Relative resistivity curves of the Al₈₆Ni₈Sm₆ [8], Al₈₆Ni₄Co₄Sm₆, and Al₈₆Ni₆Co₂Sm₆ alloys.

The resistivity of the amorphous alloys was found to be rather high, at a level of 120 μΩ cm. It is a weak function of temperature and has a negative temperature coefficient for all of the alloys. During crystallization, the resistivity decreases by more than a factor of 2, passing through three stages (their temperatures are identical to those evaluated from the DSC data to within ±3 K). It should be emphasized that, in the case of the samarium-containing ribbons, replacing 8 at % Ni by 6 at % Ni + 2 at % Co extends the temperature range of the amorphous state by 30 K (T_x1 shifts from 439 to 468 K). Further increasing the amount of Co to 4 at % extends the temperature range of the amorphous state by 100 K (T_x1 shifts from 439 to 535 K). Note that anomalous R(T) behavior was also observed at T\( \simeq \) 730 K.

Resistivity curves of the neodymium-containing alloy with 4 at % Ni and 4 at % Co have a number of distinctive features as compared to the samarium-containing alloy. The second stage of the decrease in resistivity during crystallization occurs in a wide temperature range (the resistivity gradually decreases with increasing T), whereas the third stage is represented by a small segment of the curve compared to the second stage. Above 650 K, the resistivity rises linearly with increasing temperature. No anomalies were detected near 730 K.

The anomalous R(T) behavior around 730 K in the case of the samarium-containing alloys is attributable to the cubic-to-rhombohedral phase transformation of the intermetallic compound Al₃R. Such polymorphic transformations are typically not accompanied by considerable heat effects, but show up in temperature dependences of electron-sensitive properties [16].

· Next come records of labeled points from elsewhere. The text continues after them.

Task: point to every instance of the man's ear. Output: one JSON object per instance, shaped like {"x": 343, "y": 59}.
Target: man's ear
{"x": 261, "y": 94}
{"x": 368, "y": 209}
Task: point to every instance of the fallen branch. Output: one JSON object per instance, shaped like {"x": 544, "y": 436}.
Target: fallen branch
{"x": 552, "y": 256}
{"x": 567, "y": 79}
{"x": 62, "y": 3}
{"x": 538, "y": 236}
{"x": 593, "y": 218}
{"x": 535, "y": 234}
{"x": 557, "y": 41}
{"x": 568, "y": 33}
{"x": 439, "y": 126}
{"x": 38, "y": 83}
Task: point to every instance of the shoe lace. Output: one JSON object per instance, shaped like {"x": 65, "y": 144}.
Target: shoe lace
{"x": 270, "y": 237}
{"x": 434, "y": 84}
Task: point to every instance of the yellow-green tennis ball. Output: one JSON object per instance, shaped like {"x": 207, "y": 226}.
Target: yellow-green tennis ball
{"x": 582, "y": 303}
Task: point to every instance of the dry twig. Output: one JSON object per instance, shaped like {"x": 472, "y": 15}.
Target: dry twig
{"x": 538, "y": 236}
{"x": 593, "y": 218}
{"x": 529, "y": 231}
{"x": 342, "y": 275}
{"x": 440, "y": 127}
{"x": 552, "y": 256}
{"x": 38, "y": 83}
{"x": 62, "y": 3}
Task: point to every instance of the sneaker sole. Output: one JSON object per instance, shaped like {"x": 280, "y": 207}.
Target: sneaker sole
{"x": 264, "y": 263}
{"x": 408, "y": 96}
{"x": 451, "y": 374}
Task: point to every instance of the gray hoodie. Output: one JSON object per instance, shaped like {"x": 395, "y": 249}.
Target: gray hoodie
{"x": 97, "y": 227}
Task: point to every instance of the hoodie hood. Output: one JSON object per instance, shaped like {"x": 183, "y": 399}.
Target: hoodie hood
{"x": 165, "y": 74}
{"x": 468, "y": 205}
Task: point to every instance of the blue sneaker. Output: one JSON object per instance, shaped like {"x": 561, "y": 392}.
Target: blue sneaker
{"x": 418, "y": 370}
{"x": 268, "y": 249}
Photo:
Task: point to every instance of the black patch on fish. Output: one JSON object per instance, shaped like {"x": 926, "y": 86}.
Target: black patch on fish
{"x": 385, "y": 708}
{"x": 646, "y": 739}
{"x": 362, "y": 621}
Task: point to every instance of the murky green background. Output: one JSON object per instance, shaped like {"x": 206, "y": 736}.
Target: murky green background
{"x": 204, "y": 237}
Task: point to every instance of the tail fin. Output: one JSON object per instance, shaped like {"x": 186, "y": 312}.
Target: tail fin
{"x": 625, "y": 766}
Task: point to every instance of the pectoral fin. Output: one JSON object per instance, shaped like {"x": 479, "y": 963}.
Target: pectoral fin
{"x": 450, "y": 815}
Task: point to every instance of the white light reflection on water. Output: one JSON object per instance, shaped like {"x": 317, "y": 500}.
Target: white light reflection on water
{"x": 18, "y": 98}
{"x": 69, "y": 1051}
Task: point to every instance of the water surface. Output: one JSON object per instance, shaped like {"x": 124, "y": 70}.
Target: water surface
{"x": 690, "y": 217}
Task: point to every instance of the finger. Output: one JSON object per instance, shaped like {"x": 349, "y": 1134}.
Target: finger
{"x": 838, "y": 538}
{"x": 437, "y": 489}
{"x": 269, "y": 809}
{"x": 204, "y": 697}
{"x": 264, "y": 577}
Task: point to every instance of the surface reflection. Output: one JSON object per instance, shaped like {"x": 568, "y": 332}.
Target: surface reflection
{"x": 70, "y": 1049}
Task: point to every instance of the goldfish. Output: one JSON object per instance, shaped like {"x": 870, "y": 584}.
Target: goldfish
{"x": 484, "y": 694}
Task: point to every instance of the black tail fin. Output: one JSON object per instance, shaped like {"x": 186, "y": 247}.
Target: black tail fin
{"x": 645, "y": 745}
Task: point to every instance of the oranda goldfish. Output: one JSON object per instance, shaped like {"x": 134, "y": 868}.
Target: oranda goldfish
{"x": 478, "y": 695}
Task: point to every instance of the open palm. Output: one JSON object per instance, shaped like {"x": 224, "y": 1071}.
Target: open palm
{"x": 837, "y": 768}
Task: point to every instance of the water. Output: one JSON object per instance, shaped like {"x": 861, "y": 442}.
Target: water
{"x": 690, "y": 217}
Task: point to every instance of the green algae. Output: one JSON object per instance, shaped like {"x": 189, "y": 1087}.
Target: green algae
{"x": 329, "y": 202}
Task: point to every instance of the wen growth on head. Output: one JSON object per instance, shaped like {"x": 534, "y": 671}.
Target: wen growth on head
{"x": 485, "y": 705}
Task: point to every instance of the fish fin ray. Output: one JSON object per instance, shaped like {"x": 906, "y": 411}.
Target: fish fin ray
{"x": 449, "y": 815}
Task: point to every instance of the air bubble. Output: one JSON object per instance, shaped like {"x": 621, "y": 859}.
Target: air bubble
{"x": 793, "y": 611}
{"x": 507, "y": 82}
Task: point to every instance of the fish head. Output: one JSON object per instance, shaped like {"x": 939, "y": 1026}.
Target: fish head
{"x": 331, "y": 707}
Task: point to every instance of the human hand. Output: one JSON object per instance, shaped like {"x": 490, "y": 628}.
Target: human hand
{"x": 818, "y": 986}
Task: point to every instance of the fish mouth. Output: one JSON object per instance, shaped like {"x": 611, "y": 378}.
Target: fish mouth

The observed decrease in resistivity with increasing temperature for the amorphous phase can be accounted for as follows: Heating of amorphous Al–TM–REM alloys is known to cause phase separation well below the crystallization temperature. The effect was discovered by Gangopadhyay et al. [17] and was later confirmed many times for a variety of alloys (see, for example, Radiguet et al. [18] and Abrosimova et al. [19]). The formation of low-resistivity microregions consisting of essentially pure aluminum, whose size considerably exceeds interatomic distances, in a disordered amorphous matrix leads to a reduction in the total resistivity of the alloy. The larger the volume fraction of such microregions, the lower the resistivity of the material. When the crystallization of the ribbon reaches completion, its resistivity passes through a minimum and then begins to rise with increasing temperature, which is characteristic of crystalline alloys. This issue was addressed in detail previously [8].

Thus, the present resistivity data confirm that the neodymium-containing amorphous alloys are more thermally stable than the samarium-containing alloys and that the 4% Ni + 4% Co combination is more preferable than the 6% Ni + 2% Co combination for amorphous phase stabilization.

CONCLUSIONS

The present DSC and resistivity data demonstrate that the amorphous Al–Ni–Co–Nd(Sm) alloys have a broader temperature range of an amorphous state (by 100 K) than do Ni- or Co-containing ternary alloys and exhibit more complex crystallization behavior. Neodymium is more preferable than samarium for improving the glass-forming ability of these alloys, and the 4% Ni + 4% Co combination is better than 6% Ni + 2% Co.